Während die Geräusche für das menschliche Ohr nicht hörbar sind, könnte es durchaus sein, dass Insekten und andere Tiere, wie etwa Mäuse oder Fledermäuse, sie wahrnehmen könnten, vermuten die Forschenden.

www.grenzwissenschaft-aktuell.de
+ HIER können Sie den täglichen kostenlosen GreWi-Newsletter bestellen +

„Von früheren Studien wissen wir, dass Vibrometer, die an Pflanzen angebracht worden waren, spezifische Schwingungen aufzeigten, was bislang nicht bekannt war, war der Umstand, dass diese Schwingungen sich auch in Form von Schallwellen ausbreiten und dann sogar auch aus der Distanz aufgezeichnet werden können“, erläutert Hadany. „Unsere Studie hat sich dieser Frage, über die die Wissenschaft schon seit Jahren streitet, angenommen.“

Wie die Forschenden nun berichten, wurden die Versuchspflanzen (Tomaten und Tabak) in einer isolierten Akustik-Box ohne jegliche Hintergrundgeräusche platziert und das Ganze mit Ultraschallmikrofonen (20-250 KHz) in 10 Zentimeter Abstand zur Pflanze überwacht. Zum Vergleich: Die für Erwachsene maximal hörbare Frequenz liegt bei 16 Kilohertz.

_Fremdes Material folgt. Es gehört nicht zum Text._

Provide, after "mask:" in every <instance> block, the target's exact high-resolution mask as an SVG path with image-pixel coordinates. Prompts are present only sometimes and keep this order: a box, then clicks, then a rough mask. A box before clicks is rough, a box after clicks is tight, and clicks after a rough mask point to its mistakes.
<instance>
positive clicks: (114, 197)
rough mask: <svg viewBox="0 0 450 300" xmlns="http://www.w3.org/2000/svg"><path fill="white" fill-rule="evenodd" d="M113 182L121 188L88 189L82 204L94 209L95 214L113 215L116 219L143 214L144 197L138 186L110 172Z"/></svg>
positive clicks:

Bevor die Pflanzen in die Schallkammern gestellt wurden, wurden die unterschiedlichen Exemplare unterschiedlicher Behandlung ausgesetzt oder unterzogen: Einige Pflanzen wurden unterschiedlich oder gar nicht bewässert, andere wurden gezielt geschnitten, verletzt, während wiederum andere (sozusagen als Kontrollgruppen) unversehrt blieben.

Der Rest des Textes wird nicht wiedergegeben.